Today, my mother forwarded an e-mail from Karla’s father, the “year in review” e-mail that are prevalent this time of year. Karla’s still married and living in Arizona raising her children. I still don’t care.
But deep down, well, actually, not so deep, I must care. Because when I read about her life, I get all pissed inside and my hands shake a little when I write about that evening some 15 years ago. I don’t know what gets me worked up. I can think about Karla and not feel a thing. But that night! I remember every last detail like it was last week. And the letter that Ben send me later that week with green electrical tape sealing it closed apologizing but rejecting me all the same.
Karla and one of the hardest nights in my young life are forever intertwined. It’s funny how a broken heart will heal but never completely be scar-free.
Stumble it!

wow. i had a very similar thing happen. expect my so called friend actually stole the my boyfriend and was seeing him while we were still dating! I actually forgave her and then at my bachelorette party she cheated on her husband in front of me, my mom and all my friends. Literally, in front of us! My mom can’t understand why I refuse to be friends with her either. I. Don’t. Care.

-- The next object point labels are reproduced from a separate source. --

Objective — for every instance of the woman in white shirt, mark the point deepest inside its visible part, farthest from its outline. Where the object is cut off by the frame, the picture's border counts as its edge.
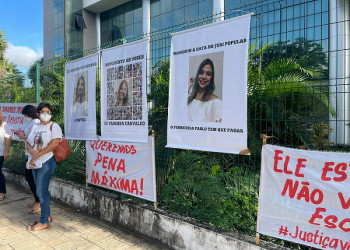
(80, 102)
(203, 105)
(31, 114)
(51, 134)
(5, 142)
(122, 95)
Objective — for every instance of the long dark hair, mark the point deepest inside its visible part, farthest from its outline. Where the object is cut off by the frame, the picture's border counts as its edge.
(31, 111)
(82, 97)
(126, 98)
(209, 90)
(44, 105)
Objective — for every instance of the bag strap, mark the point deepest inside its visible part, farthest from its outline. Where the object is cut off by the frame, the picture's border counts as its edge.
(51, 126)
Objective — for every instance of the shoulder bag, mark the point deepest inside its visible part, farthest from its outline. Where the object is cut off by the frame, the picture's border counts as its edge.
(62, 151)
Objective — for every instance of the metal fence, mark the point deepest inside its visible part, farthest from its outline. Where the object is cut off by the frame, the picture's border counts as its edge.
(313, 113)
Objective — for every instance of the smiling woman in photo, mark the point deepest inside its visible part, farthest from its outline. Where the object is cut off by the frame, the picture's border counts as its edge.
(203, 104)
(80, 102)
(122, 95)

Don’t know what is worse… loss of a love, a friend, your belief in people standing tall, or just a loss of innocence. Perhaps there will come a time when her name will be mentioned and you can leave the room and not think about her any more until the next time her name is mentioned. That would be a small, but true victory.
So true. There are friendships, and nights, I think about, despite the fact that I haven’t seen the person in ages.
I used to be a big Big Sun fan, too. I should listen to their CD.
I went through something in H.S. w/two girls that I thought were my close friends. One got jealous of my friendship w/my best friend and that we weren’t as close as my best friend and I were. She also made up some lies about stupid things and got me and my best friend in trouble w/our parents. Hey, it was H.S. folks:) The other one called me up and said that my boyfriend at the time wanted break up w/me. Later on he said he didn’t say that BUT the next day after that phone call he didn’t deny it or tell me differently. That girl then hooked up my boyfriend/ex like 3 days later. I really am past the things that severed our friendship back in H.S. but I too get angry if I think about the reasons our friendship was severed. I’m cool w/talking to them now but sometimes I want to just ask them why they did what they did b/c I either never got an answer or never got one that satisfied me. I hope we can achieve some type of friendship but I guess only time will tell. Sorry so long:)
Oh, what a story! It’s a little sad but I enjoyed reading it. Thanks for sharing. As people always say, we can forgive but we can’t forget. How true!
ANyway, here’s wishing you a Merry Christmas & Happy Holidays. Do have a lovely time!
that was a great story, even though it was painful for you! i think that so many people can relate to that, in some capacity!
hope you had an amazing holiday. can you believe it’s over!?
Wow! That B—-! Sorry you got hurt. I somehow still remember the one that rejected me too.
Anyway, I hope your Holiday was great!!